Wolf Biermanns 7o. Geburtstag wurde auch von der taz-Nord gebührend gefeiert - mit einem Text, der wenig mit Biermann, dafür umso mehr mit allen Ressentiments des Autors zu tun hatte, der zu den vielen Würstchen des Kulturbetriebs gehört, denen die Vorsehung es nicht gegönnt hatte, eine richtige Salami zu werden:

http://www.taz.de/pt/2006/11/15/a0302.1/textdruck

Unser Freund und Kollege Paul Nellen schickte daraufhin der taz den folgenden Brief:

Verehrte taz-Nord-Kollegen,

den Geburtstagsartikel von Benno Schirrmeister zu Wolf
Biermanns Siebzigsten habe ich so ähnlich schon mal
irgendwo gelesen - helft mir, war es der “Völkische
Borbachter” oder der “Stürmer”? Ich glaube wohl
letztgenannter - der hatte auch immer eine besondere
Freude daran, körperliche Eigenheiten der von ihm
attakierten in den Mittelpunkt seiner Hetze zu stellen
und von dort aus mit der Güllespritze den Rest der
Würdigung zu erledigen.

Das Schirrmeister-Elaborat “Die Ehre der Spucke” (
http://www.taz.de/pt/2006/11/15/a0302.1/textdruck )
stellt die Texte und die angeblich “feuchte”
Vortragskunst Biermanns in den Mittelpunkt seines
Beitrags - eines widerwärtigen,
gewollt-wichtigtuerischen (wahrscheinlich nur “ganz
witzig” gemeinten) Vergleichs von Biermanns Werk und
Wirken mit “künstlicher Spucke”.

Seid Ihr eigentlich noch ganz richtig im Kopf, den
Lesern mit so einer gequirlten Jauche das Frühstück zu
verderben?

Der gespielt-coole Gestus des Autors (“Als
Allheilmittel fungiert die Synthetik-Rotze nicht,
vielmehr sind ihrem Einsatz sogar deutliche Grenzen
gesetzt….”) ist dabei an Niedertracht nicht mehr zu
überbieten.
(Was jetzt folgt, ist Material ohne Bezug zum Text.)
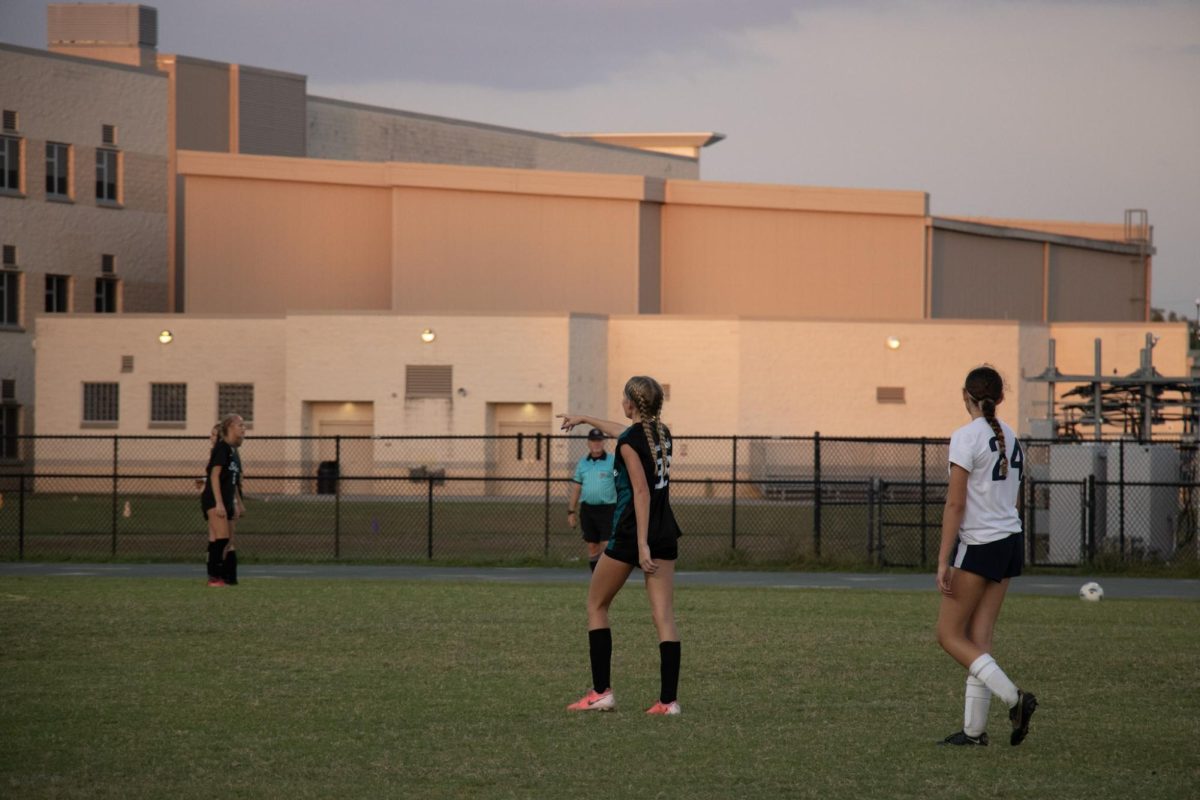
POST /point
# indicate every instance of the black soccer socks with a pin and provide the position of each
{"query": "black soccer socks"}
(669, 653)
(216, 554)
(600, 650)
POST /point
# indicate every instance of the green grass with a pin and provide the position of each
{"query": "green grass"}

Er verhilft dem unterschwellig
transportierten Ekel an Biermanns Vortragsweise zu
einer Scheindistanz, die es auch taz-Lesern noch
erlauben soll, den Abscheu über Biermann als
intellektuellen “Genuß” zu erleben. Schreibt
Schirrmeister, diese stinkende Klobürste des linken
Reaktionärs, in der taz eigentlich als Leihautor des
Neonazi-“Störtebeker-Netzes” oder der NPD-Postille
Deutsche Stimme?

Für eine solche taz und ein derart verkommenes
Elaborat kann man sich ja nur schämen!

Ich bin langjähriger taz-Genosse und Abonnent - bzw.
ich war es definitiv, wenn die Redaktion sich für
diese stinkbraune Soße von Schirrmeister nicht
entschuldigt - bei den Lesern und bei Wolf Biermann!
Und bitte an prominenter Stelle in der taz!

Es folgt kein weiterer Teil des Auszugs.